Following the release of ChatGPT in late 2022, the significant developments in artificial intelligence (“AI”) over the last several years – and in generative AI in particular – have caught the attention of investors and business leaders throughout Canada. In Ontario alone, there have been approximately $1.16 billion in AI-related venture capital investments over the past year, with 312 companies investing in the Ontario AI ecosystem and 27 new AI companies established in the province. In addition, there has been a 23% increase in AI research and development spending or budgets, with 68% of chief executive officers reporting adopting AI solutions and 248 new AI-related patents filed across Canada.1
This increased investment activity in the AI industry has been driven primarily by generative AI; however, the scope of potential AI applications is much broader and, like other general purpose technologies, will be implemented across virtually every industry over time. Like every new technology, AI’s potential benefits also introduce new and complex risks. Where a potential transaction involves AI assets, organizations should conduct detailed due diligence to ensure they are able to unlock the potential value of these assets and avoid or account for the associated risks.

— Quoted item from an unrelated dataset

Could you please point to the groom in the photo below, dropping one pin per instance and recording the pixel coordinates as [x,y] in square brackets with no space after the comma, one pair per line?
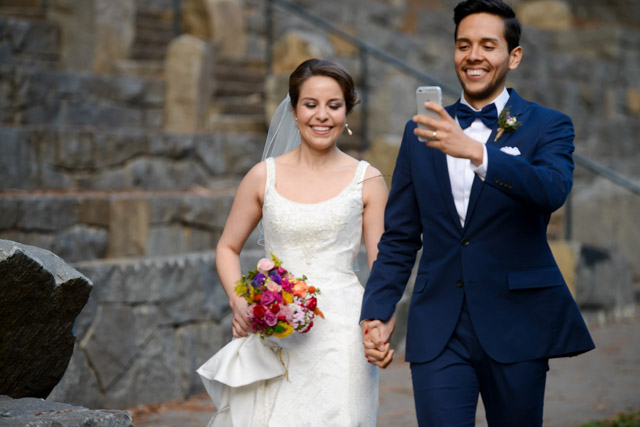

This article summarizes issues that will be consistent among AI-related transactions. We note, however, each transaction will have its own unique set of issues to be considered in the due diligence process. Organizations looking to acquire an AI company or a company with AI assets should consider their particular circumstances – for example, their intended use of the AI assets or industry-specific regulatory concerns – as well as the unique characteristics of the AI company or assets.
Overview of AI
AI is a broad term that encompasses efforts to create machines capable of “intelligent” behavior, to “think” and act like humans so they can make decisions based on data. Early implementations relied on rule-based systems; however, these systems were limited by their creators’ ability to craft a set of comprehensive rules. Recently, machine learning (“ML”) algorithms have advanced to learn from data rather than following explicitly programmed instructions. As computational power and the quantity and quality of datasets increased, researchers were able to implement more complex algorithms, enabling the creation of artificial neural networks (“neural networks”).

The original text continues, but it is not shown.